Micron's $3 billion investment in GlobalWafers' U.S. wafer manufacturing marks the memory-chip maker's latest push to secure domestic supply as an AI-driven capacity race intensifies.
Micron's $3 billion investment in GlobalWafers' U.S. wafer manufacturing marks the memory-chip maker's latest push to secure domestic supply as an AI-driven capacity race intensifies.

Micron Technology will invest as much as $3 billion to support GlobalWafers' U.S. wafer manufacturing expansion, deepening the memory-chip maker's bet on domestic supply as it races to meet AI-driven demand.
"Investment supports GlobalWafers' U.S. wafer manufacturing expansion and other strategic investments for long-term supply assurance," Micron said in a statement on July 9.
The $3 billion commitment is part of Micron's previously announced $200 billion U.S. investment plan spanning multiple decades. GlobalWafers, one of the world's largest silicon wafer producers, supplies the raw substrates that chipmakers including TSMC and Samsung need to fabricate semiconductors. The investment strengthens a U.S. semiconductor ecosystem that has become a national priority, with Washington committing billions through the CHIPS Act to reshore fabrication capacity.
The deal comes as memory-chip makers race to lock in supply of critical materials. Micron's investment follows a $9.3 billion Hiroshima expansion backed by $3.1 billion in Japanese government subsidies and a long-term supply agreement with Ford Motor Co. for next-generation vehicle memory. SK Hynix, Micron's larger rival, announced a KRW 100 trillion ($65 billion) investment in Cheongju, South Korea, on July 2, allocating KRW 80 trillion to a new NAND fabrication plant.
The wafer investment addresses a bottleneck that extends beyond Micron. Wafer manufacturing — the upstream step where silicon ingots are sliced into thin discs — remains heavily concentrated in Asia. GlobalWafers, headquartered in Taiwan, operates facilities in the U.S., but expanding domestic capacity requires capital that the company alone may struggle to justify without customer commitments like Micron's.

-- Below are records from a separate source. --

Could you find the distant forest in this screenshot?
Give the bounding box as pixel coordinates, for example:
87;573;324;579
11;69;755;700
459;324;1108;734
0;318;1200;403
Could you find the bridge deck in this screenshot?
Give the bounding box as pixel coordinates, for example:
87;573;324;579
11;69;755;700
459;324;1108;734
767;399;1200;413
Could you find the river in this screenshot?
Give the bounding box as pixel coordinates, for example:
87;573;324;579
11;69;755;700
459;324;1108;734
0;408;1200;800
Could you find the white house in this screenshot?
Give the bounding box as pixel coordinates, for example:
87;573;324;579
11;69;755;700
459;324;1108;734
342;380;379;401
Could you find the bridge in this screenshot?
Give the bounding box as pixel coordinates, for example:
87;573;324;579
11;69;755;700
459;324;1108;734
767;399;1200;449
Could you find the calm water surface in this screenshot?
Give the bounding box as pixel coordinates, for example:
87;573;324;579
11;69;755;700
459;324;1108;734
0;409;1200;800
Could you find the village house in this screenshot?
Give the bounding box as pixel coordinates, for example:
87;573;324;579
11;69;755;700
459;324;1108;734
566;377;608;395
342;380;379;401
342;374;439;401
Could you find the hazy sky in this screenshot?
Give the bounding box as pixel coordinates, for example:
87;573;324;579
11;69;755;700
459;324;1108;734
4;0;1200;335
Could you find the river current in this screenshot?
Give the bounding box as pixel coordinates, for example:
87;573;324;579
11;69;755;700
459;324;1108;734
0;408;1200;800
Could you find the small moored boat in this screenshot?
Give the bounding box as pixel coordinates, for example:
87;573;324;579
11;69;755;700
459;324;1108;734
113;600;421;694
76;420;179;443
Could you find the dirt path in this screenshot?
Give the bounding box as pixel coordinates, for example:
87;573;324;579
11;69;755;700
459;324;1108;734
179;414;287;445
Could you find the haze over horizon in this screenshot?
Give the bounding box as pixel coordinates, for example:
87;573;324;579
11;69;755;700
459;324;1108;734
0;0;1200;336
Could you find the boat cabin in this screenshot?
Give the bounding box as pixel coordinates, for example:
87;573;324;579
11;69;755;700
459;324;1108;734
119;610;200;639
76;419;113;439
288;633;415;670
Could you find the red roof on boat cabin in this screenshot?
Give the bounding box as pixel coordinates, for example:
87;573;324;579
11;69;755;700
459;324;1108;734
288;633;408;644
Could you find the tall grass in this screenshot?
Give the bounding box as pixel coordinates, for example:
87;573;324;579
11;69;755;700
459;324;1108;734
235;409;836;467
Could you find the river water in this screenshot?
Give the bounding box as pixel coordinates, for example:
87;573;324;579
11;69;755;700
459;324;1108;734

Micron's data-center revenue reached $25 billion in its fiscal third quarter, more than the company's entire revenue a year earlier. The GlobalWafers investment ensures that as Micron scales output at its Manassas, Virginia facility — where it is qualifying 1α DRAM production by year-end — and at future U.S. fabs in Idaho and New York, the raw wafers will be available.
For investors, the $3 billion commitment shows that Micron sees the current memory upcycle as durable enough to justify long-term supply chain investments. Micron shares, which have surged about 700% over the past year, trade at elevated multiples that depend on sustained AI infrastructure spending. The investment in upstream capacity reduces one supply risk but does not address the cyclical demand risk that short-seller Michael Burry highlighted when he disclosed a short position against the stock last week.
This article is for informational purposes only and does not constitute investment advice.